Santa Ana winds blow, Elario’s wakes up

By Daniel C Pater

The eastern eccentrics arrive cautiously for

their first San Diego gig. Dressed in

thrift store faded clothes,

they tune bass, cello, and keyless electric guitar.

Bill Frisell’s shy smile gives his bald pate drummer the go ahead.

Soon they rumble with flashing

treasures for the curious.

 

A blues tune grows into not unlike Willie Dixon’s “You Shook Me”.

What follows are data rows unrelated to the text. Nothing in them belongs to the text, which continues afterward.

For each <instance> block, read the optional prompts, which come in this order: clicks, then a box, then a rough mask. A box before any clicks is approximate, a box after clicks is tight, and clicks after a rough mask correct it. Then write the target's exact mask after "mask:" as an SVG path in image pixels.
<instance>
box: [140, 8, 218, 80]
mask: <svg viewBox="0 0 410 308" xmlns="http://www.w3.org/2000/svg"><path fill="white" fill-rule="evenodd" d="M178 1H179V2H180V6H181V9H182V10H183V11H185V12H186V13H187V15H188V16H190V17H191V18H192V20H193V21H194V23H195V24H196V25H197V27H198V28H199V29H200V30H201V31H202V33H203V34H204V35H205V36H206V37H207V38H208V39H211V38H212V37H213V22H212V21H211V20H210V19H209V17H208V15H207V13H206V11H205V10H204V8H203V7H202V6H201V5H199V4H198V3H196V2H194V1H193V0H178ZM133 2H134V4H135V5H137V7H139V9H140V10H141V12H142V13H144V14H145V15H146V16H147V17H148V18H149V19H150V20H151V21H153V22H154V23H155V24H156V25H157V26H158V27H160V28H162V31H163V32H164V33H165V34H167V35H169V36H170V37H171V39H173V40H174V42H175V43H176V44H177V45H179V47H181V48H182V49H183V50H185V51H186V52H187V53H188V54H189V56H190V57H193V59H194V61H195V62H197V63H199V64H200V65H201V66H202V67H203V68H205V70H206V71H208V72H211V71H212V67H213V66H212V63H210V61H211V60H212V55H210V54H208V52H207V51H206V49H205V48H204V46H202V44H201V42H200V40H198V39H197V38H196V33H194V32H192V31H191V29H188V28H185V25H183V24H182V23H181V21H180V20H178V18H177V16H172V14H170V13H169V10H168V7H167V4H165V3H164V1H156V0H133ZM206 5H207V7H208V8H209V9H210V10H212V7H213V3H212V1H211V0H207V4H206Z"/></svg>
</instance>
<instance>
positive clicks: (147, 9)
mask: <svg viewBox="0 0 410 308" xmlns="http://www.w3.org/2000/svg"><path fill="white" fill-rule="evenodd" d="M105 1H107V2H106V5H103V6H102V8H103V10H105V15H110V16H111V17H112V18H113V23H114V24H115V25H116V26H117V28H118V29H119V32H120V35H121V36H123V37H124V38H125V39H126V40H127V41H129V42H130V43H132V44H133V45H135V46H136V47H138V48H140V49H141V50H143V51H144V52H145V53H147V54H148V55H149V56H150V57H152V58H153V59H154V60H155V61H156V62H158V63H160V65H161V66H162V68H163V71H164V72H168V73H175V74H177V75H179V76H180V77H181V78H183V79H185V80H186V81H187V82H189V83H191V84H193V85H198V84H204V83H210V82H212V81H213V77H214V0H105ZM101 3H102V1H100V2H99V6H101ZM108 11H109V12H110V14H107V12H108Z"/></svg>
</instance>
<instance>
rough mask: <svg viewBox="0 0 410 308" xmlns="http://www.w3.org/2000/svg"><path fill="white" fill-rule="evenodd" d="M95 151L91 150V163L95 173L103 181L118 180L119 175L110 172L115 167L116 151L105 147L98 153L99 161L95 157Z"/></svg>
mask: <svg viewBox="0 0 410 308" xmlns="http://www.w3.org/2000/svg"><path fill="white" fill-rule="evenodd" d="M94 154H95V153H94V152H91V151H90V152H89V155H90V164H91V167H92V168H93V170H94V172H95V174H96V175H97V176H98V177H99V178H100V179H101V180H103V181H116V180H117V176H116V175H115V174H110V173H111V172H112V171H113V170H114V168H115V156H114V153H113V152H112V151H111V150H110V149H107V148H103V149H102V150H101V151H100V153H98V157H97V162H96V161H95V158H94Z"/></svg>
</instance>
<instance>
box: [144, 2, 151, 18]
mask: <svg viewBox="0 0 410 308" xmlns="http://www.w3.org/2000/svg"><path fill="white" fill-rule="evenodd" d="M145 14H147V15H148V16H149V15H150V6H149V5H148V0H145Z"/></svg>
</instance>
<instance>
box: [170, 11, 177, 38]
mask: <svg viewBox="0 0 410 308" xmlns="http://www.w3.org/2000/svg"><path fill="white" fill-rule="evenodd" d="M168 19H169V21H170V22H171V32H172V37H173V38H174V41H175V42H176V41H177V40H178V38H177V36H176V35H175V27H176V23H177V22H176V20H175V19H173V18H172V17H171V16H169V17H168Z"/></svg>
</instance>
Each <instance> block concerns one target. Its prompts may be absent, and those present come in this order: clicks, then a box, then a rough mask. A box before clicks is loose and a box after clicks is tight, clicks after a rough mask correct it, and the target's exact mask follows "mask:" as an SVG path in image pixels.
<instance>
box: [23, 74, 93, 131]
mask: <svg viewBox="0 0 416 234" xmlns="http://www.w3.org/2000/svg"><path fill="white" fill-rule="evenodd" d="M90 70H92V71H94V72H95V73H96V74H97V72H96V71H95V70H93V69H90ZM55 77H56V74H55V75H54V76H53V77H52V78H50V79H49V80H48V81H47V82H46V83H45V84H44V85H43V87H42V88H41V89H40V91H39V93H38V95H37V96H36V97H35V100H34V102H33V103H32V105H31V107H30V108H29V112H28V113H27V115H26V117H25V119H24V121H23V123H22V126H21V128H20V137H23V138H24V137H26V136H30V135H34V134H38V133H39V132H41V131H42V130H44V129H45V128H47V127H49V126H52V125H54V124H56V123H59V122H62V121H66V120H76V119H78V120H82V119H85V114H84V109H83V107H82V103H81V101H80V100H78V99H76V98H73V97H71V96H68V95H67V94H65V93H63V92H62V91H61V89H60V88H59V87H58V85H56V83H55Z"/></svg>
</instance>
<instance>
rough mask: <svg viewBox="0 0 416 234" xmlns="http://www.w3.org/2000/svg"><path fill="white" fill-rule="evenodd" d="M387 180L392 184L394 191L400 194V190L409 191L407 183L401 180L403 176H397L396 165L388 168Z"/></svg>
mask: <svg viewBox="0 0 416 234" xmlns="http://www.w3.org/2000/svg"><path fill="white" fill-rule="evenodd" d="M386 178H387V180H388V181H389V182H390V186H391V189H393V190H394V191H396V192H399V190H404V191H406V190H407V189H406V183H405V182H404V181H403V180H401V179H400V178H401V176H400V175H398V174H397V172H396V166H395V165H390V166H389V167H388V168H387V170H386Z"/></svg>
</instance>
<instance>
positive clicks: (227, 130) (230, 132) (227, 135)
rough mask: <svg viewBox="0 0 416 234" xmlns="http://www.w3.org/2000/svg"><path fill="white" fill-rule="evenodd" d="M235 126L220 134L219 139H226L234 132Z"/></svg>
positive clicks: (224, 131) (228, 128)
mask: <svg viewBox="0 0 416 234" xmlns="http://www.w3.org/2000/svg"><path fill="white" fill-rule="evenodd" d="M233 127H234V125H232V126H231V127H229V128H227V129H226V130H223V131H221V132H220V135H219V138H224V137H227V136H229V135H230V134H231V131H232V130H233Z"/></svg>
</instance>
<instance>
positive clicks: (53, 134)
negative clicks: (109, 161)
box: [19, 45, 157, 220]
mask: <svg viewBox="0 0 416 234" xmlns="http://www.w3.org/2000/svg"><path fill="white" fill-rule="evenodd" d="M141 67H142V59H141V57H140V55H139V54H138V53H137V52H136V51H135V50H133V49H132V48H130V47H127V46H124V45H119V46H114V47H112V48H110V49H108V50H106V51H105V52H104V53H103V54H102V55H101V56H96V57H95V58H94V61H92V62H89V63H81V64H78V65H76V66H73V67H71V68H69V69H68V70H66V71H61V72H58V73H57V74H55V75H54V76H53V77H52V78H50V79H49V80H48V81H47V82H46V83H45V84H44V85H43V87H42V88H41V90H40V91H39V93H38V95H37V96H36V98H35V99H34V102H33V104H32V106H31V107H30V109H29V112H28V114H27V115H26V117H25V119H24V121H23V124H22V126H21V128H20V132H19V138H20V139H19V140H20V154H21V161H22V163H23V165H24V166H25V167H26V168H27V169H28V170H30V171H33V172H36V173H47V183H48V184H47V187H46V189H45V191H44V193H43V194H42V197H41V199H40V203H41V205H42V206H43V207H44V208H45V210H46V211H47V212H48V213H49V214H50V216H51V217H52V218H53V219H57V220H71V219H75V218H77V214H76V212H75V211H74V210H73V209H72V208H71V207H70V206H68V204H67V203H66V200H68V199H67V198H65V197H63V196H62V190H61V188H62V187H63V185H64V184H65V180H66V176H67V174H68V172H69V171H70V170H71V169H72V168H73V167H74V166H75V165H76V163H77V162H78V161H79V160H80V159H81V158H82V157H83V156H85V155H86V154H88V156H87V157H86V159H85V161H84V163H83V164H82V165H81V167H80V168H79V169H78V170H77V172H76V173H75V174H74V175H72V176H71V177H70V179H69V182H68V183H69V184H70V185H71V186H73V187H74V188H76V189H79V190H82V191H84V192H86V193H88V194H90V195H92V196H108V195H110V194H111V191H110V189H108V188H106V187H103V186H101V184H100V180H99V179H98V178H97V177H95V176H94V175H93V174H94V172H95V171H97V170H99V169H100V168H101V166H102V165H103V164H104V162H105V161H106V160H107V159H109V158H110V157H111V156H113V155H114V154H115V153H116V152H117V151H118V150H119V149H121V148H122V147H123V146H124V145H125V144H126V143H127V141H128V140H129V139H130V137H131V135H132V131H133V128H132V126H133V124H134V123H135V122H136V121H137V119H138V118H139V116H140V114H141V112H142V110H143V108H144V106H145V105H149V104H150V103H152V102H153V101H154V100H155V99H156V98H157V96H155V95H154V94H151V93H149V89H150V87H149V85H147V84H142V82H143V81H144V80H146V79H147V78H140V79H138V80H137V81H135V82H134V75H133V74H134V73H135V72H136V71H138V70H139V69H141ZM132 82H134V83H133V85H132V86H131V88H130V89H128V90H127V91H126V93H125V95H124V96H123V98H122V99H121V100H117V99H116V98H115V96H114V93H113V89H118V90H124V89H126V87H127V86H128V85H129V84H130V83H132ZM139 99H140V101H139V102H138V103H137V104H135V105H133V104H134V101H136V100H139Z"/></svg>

The lanky cello man has some strong licks

dressed most out of place for fashion conscious

La Jolla- yellow T-shirt with a bumblebee blowing saxophone,

and blue checkered pants with sneakers.

 

Frisell’s black T-shirt and navy chinos

upgrade the band’s wardrobe.

But the lack of southern California apparel is a plus

and these guys know it.

 

Om-paa-pa calliope sounds pump from the blues.

Joey on the traps soars, private

jokes pass between he and Frisell.

Drum slaps follow quick on the heels of lead riffs.

 

The next tune begins with a cold wind on guitar.

Bare trees rattle on a fogged window.

back outside an actual reflection of the bass player’s face and drummer’s smile

looks like a television screen floating over

the red-light intersection, here at eleven stories up.

 

With a jump, our ears snap from a cacophony of

bird song in agonizing flight; as if eluding a hungry beast.

Frisell is an electric monster beckoning the apocalypse

(And this from a man who on an NPR interview claims

he’s too shy to sing in the shower).

 

Again, the tune falls quickly into a

new thought, Brazilian swing, and ending with a few bars of

Ventures for the surfers present.

 

A country theme follows with sage odor over Norwegian icy fjords.

Digging deep into their creative pockets these

New Yorkers become cowboys leading a tattered wagon.

A dry dust swirls under the elaborate chandelier here in Elario’s,

sticking to the velvet curtains.

 

Outside a real gust blows with the autumn Santa Ana wind.

After the show we drive east through the remains.

Patio umbrellas litter the climb up

Torrey Pines Road.  And on the freeway, the severed body of a coyote,

shiny crimson under a brief flash of headlights.

Frisell and his crew had stretched the limits.

Daniel C Pater’s writing is etched like a jailhouse tattoo. In his misspent youth, he worked on a dairy farm and on a traveling carnival for two summers as a teenager in New England and upstate New York. Then later in the mid 1970’s he took several journeys, mostly hitchhiking and camping across North America. His working career has been mostly as a nurse, caring for psychiatric clients and their families.